マルチデバイス、クロスキャリアで提供するポータル

サンシャイン王国は、ユーザーとKDDIの接点の多様化に対応する目的を持つため、従来型の囲い込みサービスとはひと味違う。サービスは、KDDIのau携帯電話、NTTドコモおよびソフトバンクモバイルの携帯電話向けには10月14日から提供。Android端末およびパソコン向けには、2010年冬のサービス開始を目指すという。

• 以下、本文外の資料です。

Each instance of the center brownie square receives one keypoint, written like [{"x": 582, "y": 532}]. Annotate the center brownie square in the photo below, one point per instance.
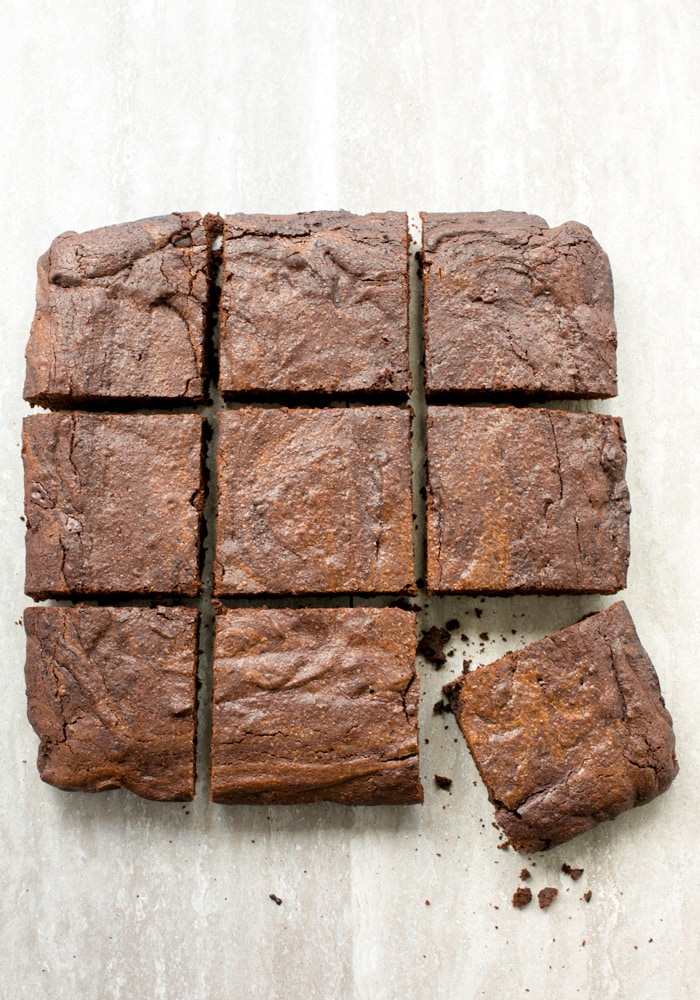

このように、サービスを利用できる端末は、一般の携帯電話(フィーチャーフォン)だけでなく、スマートフォンであるAndroid端末やパソコンにまで広がる。また、KDDIの端末に閉じたサービスではなく、NTTドコモやソフトバンクモバイルの携帯電話に対してもサービスを提供するマルチキャリア対応のサービスになる。ユーザーの利用環境の多様化に応じた新しい提供形態である。

登壇したKDDIの代表取締役執行役員専務の高橋誠氏は「Android版は2010年の冬の提供を目指している。なんとか年内には提供したい。他社のフィーチャーフォンに加えて、他社のAndroid端末でも利用できるように取り込んでいきたい」と広がりのスケールを語った。

▼「サンシャイン王国」の画面。「王国」を発展させるゲームには、ビジュアルな看板から各種サービスにリンクするポータルの役割もある。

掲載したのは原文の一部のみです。